If you need to go instate, but can't make UVA or VT, then do it.

Anonymous
It's a strong CS program of the type that is outside an engineering school. One great thing about it at W&M compared to some other universities, is there is only the one program so there's not the choice of CS in engineering versus CS in arts and sciences (like UVA). Also, you just declare it as your major--you don't have to be accepted into it. It's currently a very under looked option--though of course you have to have the stats to get into WM, and you have to be strong enough across the board academically to make it through core classes outside of CS. I think the major investments they are making into CS and data science, which are building on the investments they made in their integrated science center are going to make it a much more popular option soon.

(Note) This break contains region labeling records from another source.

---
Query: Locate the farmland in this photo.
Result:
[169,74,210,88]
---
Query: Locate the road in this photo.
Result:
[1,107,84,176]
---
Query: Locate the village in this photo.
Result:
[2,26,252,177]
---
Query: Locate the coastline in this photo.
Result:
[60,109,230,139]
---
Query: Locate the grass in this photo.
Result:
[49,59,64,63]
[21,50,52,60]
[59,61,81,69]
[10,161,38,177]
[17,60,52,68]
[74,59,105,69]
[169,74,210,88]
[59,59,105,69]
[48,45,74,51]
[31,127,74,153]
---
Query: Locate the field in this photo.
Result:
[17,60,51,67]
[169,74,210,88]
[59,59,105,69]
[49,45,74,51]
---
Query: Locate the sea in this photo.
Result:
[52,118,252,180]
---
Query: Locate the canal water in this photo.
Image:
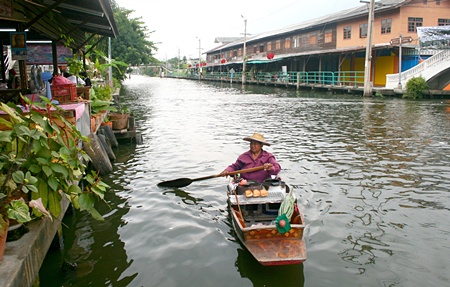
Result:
[40,76,450,287]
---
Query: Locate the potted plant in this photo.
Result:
[0,97,108,258]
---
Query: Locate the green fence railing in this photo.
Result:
[178,71,364,87]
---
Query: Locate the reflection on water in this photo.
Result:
[41,77,450,286]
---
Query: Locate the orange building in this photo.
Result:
[206,0,450,86]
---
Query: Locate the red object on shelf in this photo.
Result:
[51,84,77,103]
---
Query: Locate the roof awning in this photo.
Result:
[0,0,118,49]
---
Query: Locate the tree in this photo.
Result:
[91,1,159,80]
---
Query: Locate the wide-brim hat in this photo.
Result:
[244,133,270,146]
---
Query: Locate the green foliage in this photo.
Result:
[0,97,108,232]
[403,76,428,99]
[93,85,112,101]
[66,54,83,76]
[91,85,117,114]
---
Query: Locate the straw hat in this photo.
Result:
[244,133,270,146]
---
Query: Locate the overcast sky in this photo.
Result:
[116,0,366,60]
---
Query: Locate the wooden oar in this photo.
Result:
[158,166,264,187]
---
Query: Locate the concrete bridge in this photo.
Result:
[386,49,450,90]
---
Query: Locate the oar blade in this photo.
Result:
[158,178,192,187]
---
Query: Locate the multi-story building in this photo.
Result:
[206,0,450,87]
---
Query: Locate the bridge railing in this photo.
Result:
[386,49,450,89]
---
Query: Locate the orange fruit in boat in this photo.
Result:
[261,188,269,197]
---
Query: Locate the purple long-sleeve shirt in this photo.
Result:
[225,150,281,182]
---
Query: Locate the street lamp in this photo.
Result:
[241,15,247,85]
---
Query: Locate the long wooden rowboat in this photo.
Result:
[228,180,306,266]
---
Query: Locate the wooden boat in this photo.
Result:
[228,180,306,266]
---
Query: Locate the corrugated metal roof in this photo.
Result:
[0,0,118,49]
[207,0,411,53]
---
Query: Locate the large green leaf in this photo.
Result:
[42,165,53,177]
[78,193,95,210]
[50,163,69,177]
[89,208,105,221]
[12,170,25,183]
[8,199,31,223]
[44,191,62,217]
[47,176,59,191]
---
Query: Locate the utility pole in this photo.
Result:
[197,37,202,80]
[241,15,247,85]
[397,34,402,90]
[360,0,375,97]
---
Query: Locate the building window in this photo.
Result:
[438,19,450,26]
[381,18,392,34]
[408,17,423,32]
[359,23,369,38]
[344,26,352,39]
[325,30,333,43]
[275,40,281,50]
[284,38,291,49]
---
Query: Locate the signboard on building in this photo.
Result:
[27,44,73,65]
[389,37,412,46]
[10,32,28,60]
[417,26,450,49]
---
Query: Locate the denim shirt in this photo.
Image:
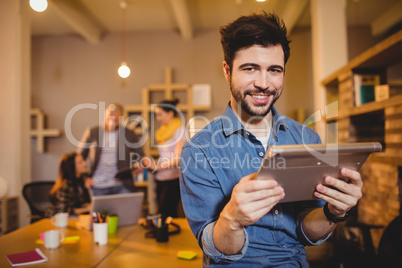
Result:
[180,104,329,267]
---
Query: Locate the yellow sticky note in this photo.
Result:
[177,250,197,260]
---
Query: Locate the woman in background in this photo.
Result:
[45,153,91,217]
[142,99,186,217]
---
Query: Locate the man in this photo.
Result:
[180,12,362,267]
[77,104,143,196]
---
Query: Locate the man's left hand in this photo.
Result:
[314,168,363,217]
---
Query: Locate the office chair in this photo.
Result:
[22,181,54,223]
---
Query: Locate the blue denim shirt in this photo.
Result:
[180,105,329,267]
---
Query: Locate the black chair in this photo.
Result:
[22,181,54,223]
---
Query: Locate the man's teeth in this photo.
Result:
[252,95,267,99]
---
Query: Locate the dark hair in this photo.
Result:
[49,153,83,197]
[156,99,180,117]
[220,11,290,72]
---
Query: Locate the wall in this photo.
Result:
[31,29,313,181]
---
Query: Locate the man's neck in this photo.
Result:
[231,100,272,137]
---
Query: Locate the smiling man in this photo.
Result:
[180,13,362,267]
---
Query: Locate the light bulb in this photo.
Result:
[29,0,47,12]
[117,62,131,78]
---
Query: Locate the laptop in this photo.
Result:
[90,192,144,226]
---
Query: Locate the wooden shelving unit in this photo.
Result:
[322,31,402,249]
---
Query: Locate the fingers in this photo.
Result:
[341,168,363,186]
[314,168,363,214]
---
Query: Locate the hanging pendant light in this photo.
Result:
[117,0,131,78]
[29,0,47,12]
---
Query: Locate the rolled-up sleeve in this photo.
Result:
[202,222,249,263]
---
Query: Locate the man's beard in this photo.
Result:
[230,85,278,117]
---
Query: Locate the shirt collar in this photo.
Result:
[221,102,288,136]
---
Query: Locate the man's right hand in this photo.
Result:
[213,173,285,255]
[220,173,285,229]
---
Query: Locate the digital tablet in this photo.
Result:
[257,142,382,203]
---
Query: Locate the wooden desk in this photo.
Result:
[0,219,202,267]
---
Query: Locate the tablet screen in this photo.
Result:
[257,142,382,203]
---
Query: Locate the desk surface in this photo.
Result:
[0,219,202,267]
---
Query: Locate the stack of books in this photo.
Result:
[353,74,380,107]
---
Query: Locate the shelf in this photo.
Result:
[322,30,402,87]
[327,95,402,121]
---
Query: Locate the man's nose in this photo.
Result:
[254,72,269,90]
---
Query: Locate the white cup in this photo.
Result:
[44,230,64,248]
[51,212,68,228]
[93,222,108,245]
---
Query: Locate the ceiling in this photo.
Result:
[27,0,402,44]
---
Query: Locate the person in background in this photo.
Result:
[45,153,91,217]
[77,103,143,196]
[180,12,363,267]
[142,99,186,217]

I think there are a few directions for CS majors in the future now that AI is eating up basic programming/development--either they go into the more intensive technical AI/machine learning/engineering route or they link CS expertise with a data content area expertise like medicine, public health, international policy, environmental science, government. William & Mary is never likely to produce the top people in the former, but they are likely to be top-notch in the latter.
Anonymous
Anonymous wrote:
If you need to go instate, but can't make UVA or VT, then do it.



It's harder to get into W&M then VT.
Anonymous
My kid could get in, but will choose GMU over W&M for com sci because he does NOT want to take more Spanish/foreign language courses. That's where a "liberal arts" school is different from a CS degree via an engineering college.